I first met Lee at a meditation group that gathers on the West Side on Saturday mornings. He lives in my neighborhood, off Hope Street, and he and his partner give me a lift to the sessions. We’ve become friends. On this day, in February, as they dropped me off, he stood with the snow falling around his shoulders talking about mindfulness. It struck me to ask if I could make his portrait.
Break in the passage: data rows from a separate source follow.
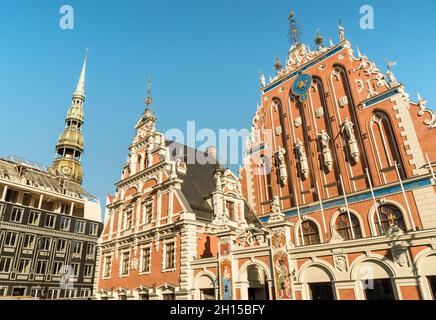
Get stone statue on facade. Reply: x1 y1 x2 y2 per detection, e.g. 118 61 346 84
295 139 309 179
259 71 266 88
318 130 333 171
341 118 360 163
275 146 288 186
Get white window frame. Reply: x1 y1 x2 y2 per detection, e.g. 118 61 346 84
162 239 177 272
52 261 64 276
102 254 112 279
139 244 153 274
0 286 8 297
56 239 67 253
142 200 154 224
89 223 98 236
39 237 52 251
18 258 32 274
27 210 41 226
35 259 48 275
80 289 91 298
4 231 19 248
119 250 130 278
74 220 86 234
71 263 80 278
23 234 36 250
44 214 56 229
83 263 94 278
86 242 96 257
59 216 71 231
0 257 13 273
47 288 61 300
73 240 83 255
9 207 24 223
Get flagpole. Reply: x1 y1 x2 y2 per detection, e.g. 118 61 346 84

I joined him a few hours later at his house, and we tramped into his back yard. A Buddha statue sat buried in the snow, the face rising above it, smiling and serene. Lee seemed comfortable there, too; he said it reminded him of his childhood landscape, deep in rural Maine. We tried a few poses, and then I wanted him to sit in the snow, like the Buddha. So we found the cover of a barrel and placed it down for him. As I struggled to compose his picture he just seemed to settle in, and breathe.

Lee describes a life of trying to weave a search for spiritual meaning into his place in the world. He has considered many paths: joining various religious orders, Catholic ordination, but none of these has seemed quite right. Most recently, in Rhode Island, he has served as a chaplain for hospice, sitting beside people on their deathbeds, helping usher them through their final journey.

“I would describe myself as a pilgrim,” he says, in response to my asking if he can describe his spiritual life. “I feel like I’m always on a journey – journey toward the divine, the whatever. I guess the older I get, the more I realize that life is really just a pilgrimage; it’s just a journey. We go from destination to destination: we’re always looking for home.”

Lee continues: “Some places feel more like home than other places. But I think the reality is – and I think this is what meditation teaches us – is that we carry home with us.”